The first of the Paralympic Games medals have been earned already - I'll be posting a blog soon on how to use .pbit files and update data sources using parameters.
COVID 19: New Zealand is now in Level 4
Today though I'm going to digress slightly from the celebratory mood of the Olympics and return to the COVID 19 data analysis. I've had a few requests from friends and family to dig up my old report and visualize what's going on in the NZ community (not including MIQ facilities). View the full COVID 19 NZ report in Power BI.
Question: What do the NZ Community COVID cases look?

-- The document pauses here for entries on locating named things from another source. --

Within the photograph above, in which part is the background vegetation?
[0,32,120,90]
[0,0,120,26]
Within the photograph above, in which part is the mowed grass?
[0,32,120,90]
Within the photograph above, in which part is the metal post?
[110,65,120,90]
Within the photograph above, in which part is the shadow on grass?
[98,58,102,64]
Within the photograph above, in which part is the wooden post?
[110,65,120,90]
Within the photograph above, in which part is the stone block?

The Ministry of Health website graphs all NZ cases, including those in Managed Isolation and Quarantine. It's difficult to get a good picture of how many community outbreak cases we're dealing with, and how that compares to the other outbreaks we've seen in New Zealand.

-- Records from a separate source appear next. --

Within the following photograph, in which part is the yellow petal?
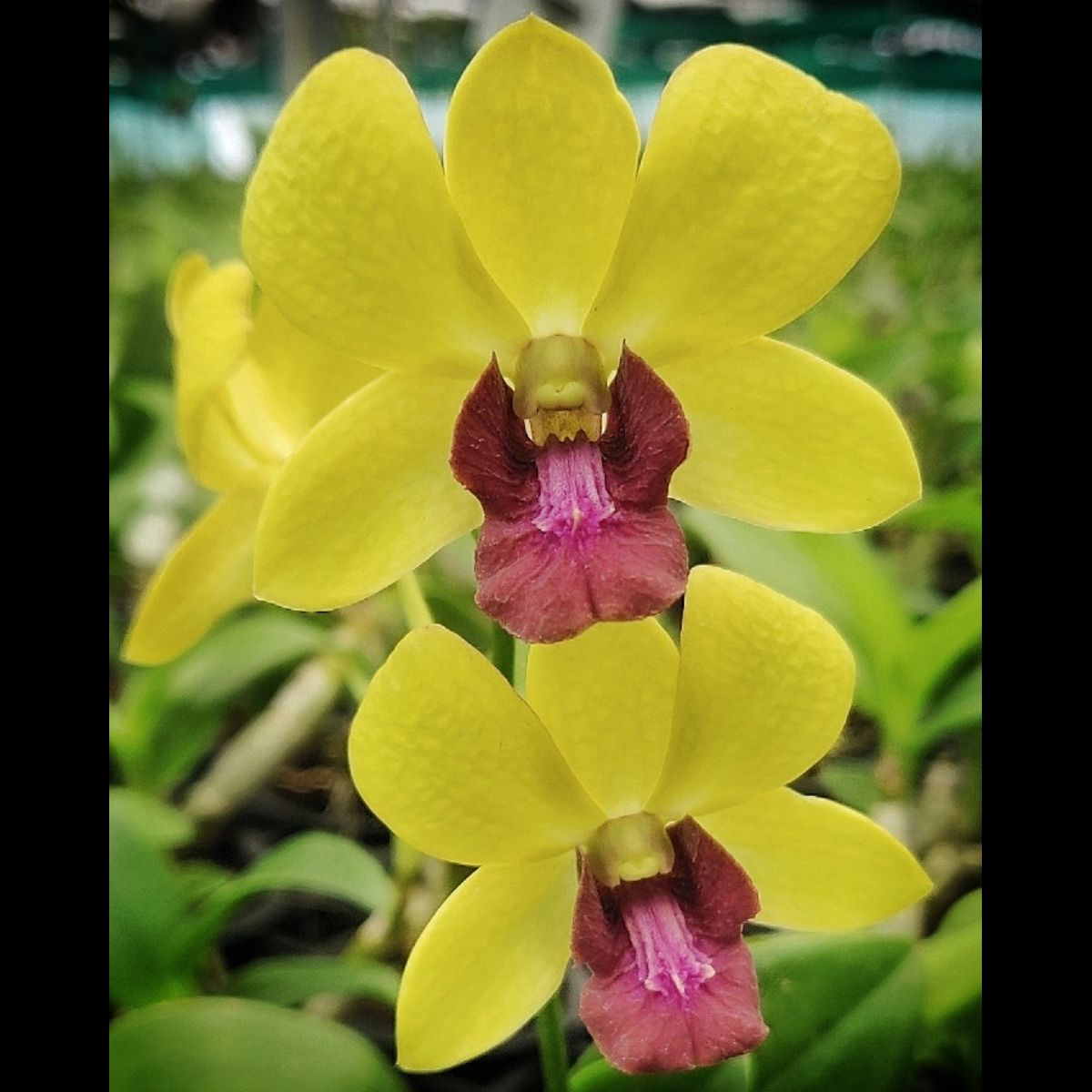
[662,338,922,531]
[250,298,383,444]
[443,15,640,334]
[242,49,528,376]
[121,487,266,664]
[528,618,679,819]
[255,372,481,611]
[395,853,577,1072]
[649,566,854,817]
[698,788,933,929]
[349,626,604,864]
[167,252,211,334]
[585,45,899,368]
[168,258,288,490]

So what does the COVID 19 data look like over time if you remove the Managed Isolation & Quarantine cases?
Unfortunately, the Ministry of Health website has changed quite a bit since I first created the COVID report, and there are no longer any web based tables available to use as data source.

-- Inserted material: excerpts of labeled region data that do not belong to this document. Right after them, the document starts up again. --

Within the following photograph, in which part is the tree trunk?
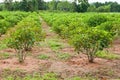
[88,53,94,63]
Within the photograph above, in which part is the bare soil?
[0,19,120,80]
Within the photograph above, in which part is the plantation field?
[0,11,120,80]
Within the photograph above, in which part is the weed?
[0,53,11,60]
[37,54,49,60]
[57,53,71,60]
[96,51,120,59]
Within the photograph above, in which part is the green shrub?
[87,15,107,27]
[70,28,112,62]
[8,14,44,62]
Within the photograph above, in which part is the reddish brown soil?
[0,20,120,80]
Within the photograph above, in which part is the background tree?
[4,0,13,11]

Challenge: Auto Refresh a Dynamic Data Source
Instead, all the data I need is uploaded daily in a CSV file which includes the name of the date in the filename. The web link to access this CSV file is:
https://www.health.govt.nz/system/files/documents/pages/covid_cases_2021-08-25.csv
In order to make the refresh dynamic, I'm going to use a few Power Query tricks.
Step 1: Identify Data Source parts
The CSV file seems to be uploaded between 1-4pm each day for that day, so if I schedule the refresh for 4pm daily I can use today's date as part of the data source URL.
Recall the URL is:
https://www.health.govt.nz/system/files/documents/pages/covid_cases_2021-08-25.csv
We're going to break this into:
- Root website: https://www.health.govt.nz
- Relative path part 1: /system/files/documents/pages/covid_cases_
- Relative path part 2: 2021-08-25
- Relative path part 3: .csv
Note the Relative path part 2 matches today's date in the format: yyyy-MM-dd
Step 2: Generate Dynamic Relative path part
I can't use a normal parameter for the Relative path part 2 because I need it to update automatically on refresh. So, I'm going to create a new blank query instead. This Query is really simple, just has one step that combines a few M code date functions:
letSource = Date.ToText(Date.From(DateTime.FixedLocalNow()), "yyyy-MM-dd")inSource
I have named this query: DateCSV
Step 3: Use relative path to get Dynamic Data
Normally we'd be able to split the URL into parts, but with a dynamic data source that will give an error.
INCORRECT Code
letSource = Web.Contents("https://www.health.govt.nz/system/files/documents/pages/covid_cases_"&DateCSV&".csv")inSource
Unfortunately, if you use the above Source code and Publish to PowerBI.com, you'll get the following error explaining that dynamic data sources cannot be refreshed in the Power BI service:
This error is not very helpful - it doesn't even specify the correct name of the query, instead just referring to 'Query1'.
When you follow the link to Learn more from the error message, you will find a short message that doesn't quite provide you with enough information to resolve the data error:
In most cases, Power BI datasets that use dynamic data sources cannot be refreshed in the Power BI service. There are a few exceptions in which dynamic data sources can be refreshed in the Power BI service, such as when using the RelativePath and Query options with the Web.Contents M function. Queries that reference Power Query parameters can also be refreshed.
Picking up on the keywords, a quick web search for "RelativePath and Query options with the Web.Contents M function" returns Chris Webb's super helpful blog.CrossJoin post Using The RelativePath And Query Options With Web.Contents() In Power Query And Power BI M Code, to which I have referred many times.
Finally, we're getting somewhere and you may finally be able to see why I split the URL into a Root path and four Relative paths in Step 1.
CORRECT Code
letSource = Web.Contents("https://www.health.govt.nz", [RelativePath = "/system/files/documents/pages/covid_cases_"&DateCSV&".csv"])inSource
This correct code uses a static URL for the Web.Contents() function. You'll find this process easier if the root URL is an actual functioning website, which is why my Relative Path part 1 is still static.
Now we can refer to the dynamic DateCSV query within the RelativePath portion of the Web.Contents() function and overcome the dynamic data refresh limitations in Power BI service.
Voila! Now we can schedule a refresh on this dataset in Power BI service.